Reserve Bank of India (RBI) Governor Shaktikanta Das clarified the central bank's stance on fintech, emphasizing its support for the sector's expansion, as reported by The Economic Times.

Das underscored that the recent regulatory actions taken by the RBI were not aimed at stifling fintech growth but rather focused on addressing concerns related to regulated entities.

Specifically referencing the Paytm case, which has garnered significant attention in India's fintech landscape, the Governor explained the rationale behind the RBI's actions.

Earlier, the RBI had imposed restrictions on Paytm Payments Bank due to ongoing non-compliance issues and significant supervisory concerns, necessitating a deadline extension until March 15.

Das highlighted that the timeframe provided to Paytm Payments Bank until March 15 was deemed sufficient.
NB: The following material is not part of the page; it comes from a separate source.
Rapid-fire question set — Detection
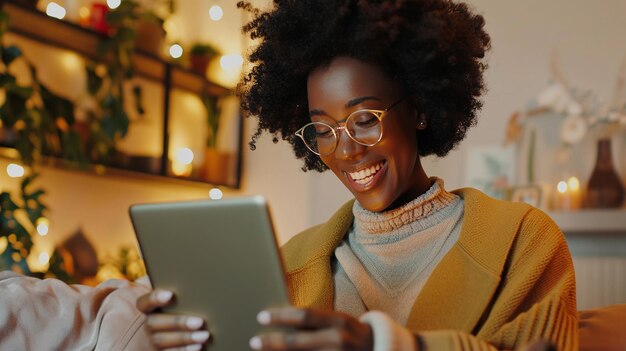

The directive required Paytm Payments Bank to wind up its operations by the stipulated deadline, following the central bank's suspension of new deposits or top-ups starting from February 29.

Acknowledging the transition challenges, Das noted that approximately 15-20 per cent of customers solely reliant on Paytm Payments Bank are migrating to other banking institutions.

While the RBI intensifies its oversight to safeguard against potential financial crises, it remains committed to fostering a conducive environment for the growth of India's financial sector.

Das emphasized the RBI's focus on facilitating sustainable growth within the financial ecosystem, ensuring stability while nurturing innovation.

"Our paramount responsibility is to ensure the consistent and sustainable expansion of the financial sector," stated Das during his conversation with The Economic Times.

Furthermore, Das expressed optimism regarding India's economic performance for the ongoing fiscal year ending in March, forecasting a growth rate nearing 8 per cent, in line with earlier projections. Looking ahead to the fiscal year 2024, Das anticipated GDP growth to surpass 7.6 per cent, potentially nearing the 8 per cent mark.

For the subsequent fiscal year, FY25, Das hinted at a growth rate of approximately 7 per cent, aligning with the forecasts set forth by the RBI's Monetary Policy Committee (MPC).